The Scientific Research and Experimental Development (SR&ED) tax incentive program provided $3.6 billion in tax assistance for research and development in 2011. In the past year, the SR&ED program was reviewed by an Expert Panel which presented a series of recommendations to the federal government.

As a response to the recommendations of the Expert Panel, the 2012 federal budget proposed 4 core refinements to the SR&ED program. Currently, eligible SR&ED expenditures include salary and wages, materials, overhead, contracts, and capital expenditures. The proposed changes are as follows:

1. Removal of capital from the expenditure base (for capital expenditures incurred in 2014)

2. Reduction of the proxy to calculate overhead costs from 65 percent to 55 percent (to be fully phased in as of January 1, 2014)

3. Reduction of contract payment eligibility to 80 percent of the payment (effective January 1, 2013)

4. Reduction in the general investment tax credit rate from 20 percent to 15 percent (effective Janary 1, 2014).

1.  Removal of capital from expenditure base
The removal of capital from the expenditure base will have the largest impact on companies that incur significant costs on equipment and machinery purchased solely, or used partially, for the purpose of SR&ED.

2. Reduction of Proxy
The SR&ED program allows companies to claim supporting SR&ED overhead costs by one of 2 methods: (1) the direct approach, or (2) the indirect approach as a percentage of direct labour costs (i.e. proxy). At present, the proxy rate is 65 percent of labour costs. However, this rate will be reduced to 55 percent, and will be fully phased in as of January 1, 2014.

3. Reduction of contract payment eligibility
Effective January 1, 2013, no more than 80% of eligible sub-contract payments can be part of claimed SR&ED expenditures.

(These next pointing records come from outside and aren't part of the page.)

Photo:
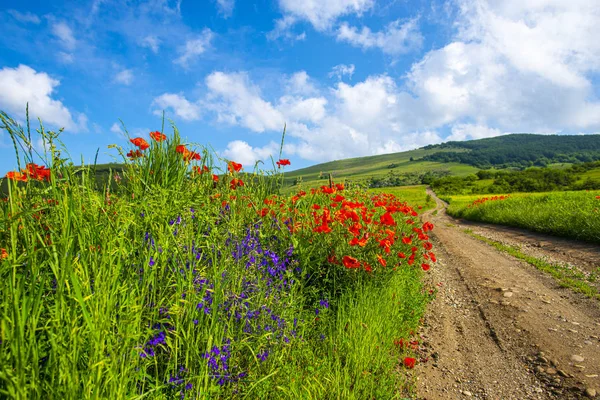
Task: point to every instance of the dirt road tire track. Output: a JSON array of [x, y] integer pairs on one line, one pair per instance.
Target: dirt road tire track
[[500, 329]]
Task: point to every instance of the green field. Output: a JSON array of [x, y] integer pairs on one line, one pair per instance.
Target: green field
[[360, 170], [170, 282], [415, 196], [573, 215]]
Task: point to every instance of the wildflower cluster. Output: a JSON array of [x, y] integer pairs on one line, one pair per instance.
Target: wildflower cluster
[[31, 171], [183, 282]]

4. Reduction in general investment tax credit rate
The general rate investment tax credit applies primarily to larger corporations and foreign-owned entities. This rate has been reduced from 20 percent to 15 percent.  Small and medium-sized CCPCs are not as affected, because they receive a separate enhanced rate of 35 percent on their first $3 million of eligible expenditures.

Conclusions
The SR&ED program will continue to be one of the most critical programs to support research and development in Canada.  Introduced in the 1980s, SR&ED has evolved through various revisions and refinements. We are fairly certain that the program itself will continue to evolve, and as such, NorthBridge will work steadfast on behalf of our clients to ensure that they remain compliant with both present and future changes.